Ella se rió. Su risa parecía la banda sonora de los pétalos que caían.

Clac, clac, clac, clac.

En el mundo actual nos rodeamos del mayor número posible de estímulos; ya no hay lugar para la concentración. ¿Qué sentido tiene dar un paseo por el parque concentrados en nuestros propios pensamientos cuando al mismo tiempo podemos escuchar música con nuestros auriculares, comernos un perrito caliente, subir la potencia de las suelas vibradoras de nuestras zapatillas y observar a la fauna humana que pasa a nuestro lado? Nuestras elecciones conforman el credo de un nuevo orden mundial: ¡estimulación! Los pensamientos y la creatividad han pasado a estar al servicio de un único
objetivo
: saturar nuestros sentidos. Pero yo pertenezco a la vieja guardia. Si una chica no está preparada para concentrar toda su atención en mí —conversación, tacto, unión temporal de nuestras almas… —, entonces prefiero que no me haga perder el tiempo. ¡Que vuelva a sus quinientos canales de sonido e imágenes!

—Lo siento, pero no puedo seguir hablando contigo.

—¿Por qué no? —preguntó ella.

—Me lo estoy pasando bien, pero, una de dos, o hablas conmigo o miras las obras de arte.

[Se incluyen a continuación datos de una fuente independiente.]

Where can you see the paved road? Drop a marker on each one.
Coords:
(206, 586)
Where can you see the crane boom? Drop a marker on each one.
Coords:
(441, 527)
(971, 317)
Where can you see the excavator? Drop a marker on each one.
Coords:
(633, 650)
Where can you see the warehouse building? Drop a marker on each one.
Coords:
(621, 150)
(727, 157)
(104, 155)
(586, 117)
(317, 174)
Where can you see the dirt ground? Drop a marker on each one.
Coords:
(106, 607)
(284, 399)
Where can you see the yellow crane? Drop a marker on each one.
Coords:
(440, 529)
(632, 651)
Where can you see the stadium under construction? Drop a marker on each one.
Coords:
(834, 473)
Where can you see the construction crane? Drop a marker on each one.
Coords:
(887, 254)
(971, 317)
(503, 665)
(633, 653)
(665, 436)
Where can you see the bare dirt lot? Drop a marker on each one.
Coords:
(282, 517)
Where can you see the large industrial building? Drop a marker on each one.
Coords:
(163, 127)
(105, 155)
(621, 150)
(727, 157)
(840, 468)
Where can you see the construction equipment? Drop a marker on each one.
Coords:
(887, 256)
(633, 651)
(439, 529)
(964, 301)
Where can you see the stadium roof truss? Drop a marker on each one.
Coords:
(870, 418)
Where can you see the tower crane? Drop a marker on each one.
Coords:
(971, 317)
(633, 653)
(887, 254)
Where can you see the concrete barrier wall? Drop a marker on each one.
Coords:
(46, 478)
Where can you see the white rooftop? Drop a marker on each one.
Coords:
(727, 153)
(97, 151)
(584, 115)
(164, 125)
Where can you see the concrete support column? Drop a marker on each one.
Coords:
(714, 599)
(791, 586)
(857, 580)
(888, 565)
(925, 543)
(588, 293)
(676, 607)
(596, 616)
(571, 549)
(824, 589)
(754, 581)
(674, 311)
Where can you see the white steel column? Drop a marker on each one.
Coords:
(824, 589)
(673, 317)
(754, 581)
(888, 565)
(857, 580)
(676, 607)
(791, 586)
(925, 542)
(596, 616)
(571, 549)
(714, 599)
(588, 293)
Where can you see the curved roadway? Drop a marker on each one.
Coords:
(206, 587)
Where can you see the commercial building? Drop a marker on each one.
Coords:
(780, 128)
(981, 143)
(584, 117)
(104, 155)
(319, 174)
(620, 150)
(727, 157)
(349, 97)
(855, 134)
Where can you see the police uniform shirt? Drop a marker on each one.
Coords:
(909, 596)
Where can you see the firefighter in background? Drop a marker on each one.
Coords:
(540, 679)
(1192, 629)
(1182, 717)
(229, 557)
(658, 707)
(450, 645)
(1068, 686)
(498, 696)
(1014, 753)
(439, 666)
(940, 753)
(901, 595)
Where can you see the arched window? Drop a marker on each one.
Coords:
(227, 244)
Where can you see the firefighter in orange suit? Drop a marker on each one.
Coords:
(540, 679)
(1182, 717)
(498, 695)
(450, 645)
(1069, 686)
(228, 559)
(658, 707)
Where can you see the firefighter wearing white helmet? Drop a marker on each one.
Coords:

No puedo permitir que hagas las dos cosas. Y, además, si sigo hablando contigo, voy a acabar con tortícolis. Ella sonrió y se acercó un poco más a mí.

Clac, clac, clac, clac.

—Me llamo Juggler.

—Yo me llamo Anastasia.

—Hola, Anastasia.

Anastasia tenía callos en la palma de la mano y llevaba las uñas muy cortas. Eran las manos de una abeja obrera. Tenía que estudiarla mejor. La acerqué a mí. Ella no se resistió.

Clac, clac, clac, clac.

Style apareció en escena. Primero su tenue perfume, después el sonido del roce de la tela de su ropa italiana. ¿Qué le pasaba? ¿Es que no se daba cuenta de que estaba disfrutando de un momento de intimidad con aquella chica? ¿Tan concentrado estaba en su
técnica
de seducción que no se daba cuenta de que la veinteañera y yo ya habíamos cambiado de fase? Con la aparición de Style, el momento que estaba compartiendo con la chica se evaporó. Un gruñido surgió de lo más profundo de mi garganta.

—¿Te conozco? —le pregunté.

—¿Conoce alguien de verdad a otra persona? —me contestó Style.

No pude evitar reírme. ¡Qué tío! Aunque lo odié por su inoportunidad, no pude dejar de adorarlo por su don con las palabras. Decidí no morderle; al menos por el momento.

Resultaba evidente que Style estaba deseando mostrar su valía, así que le presenté a la veinteañera. Entonces ocurrió algo muy extraño. Style dejó los ojos en blanco durante unos instantes y se convirtió en otra persona. Parecía estar canalizando a Harry Houdini; un Harry Houdini con mucha oratoria. Empezó a hacer trucos. Le pidió a la chica que le diera un puñetazo en el estómago. Dijo algo sobre dormir en una cama de clavos. No había duda de que ella estaba disfrutando. Hasta que, finalmente, la chica le dio su número de teléfono. A él pareció bastarle con eso, y los dos nos fuimos del museo, dejando a la chica donde yo la había encontrado.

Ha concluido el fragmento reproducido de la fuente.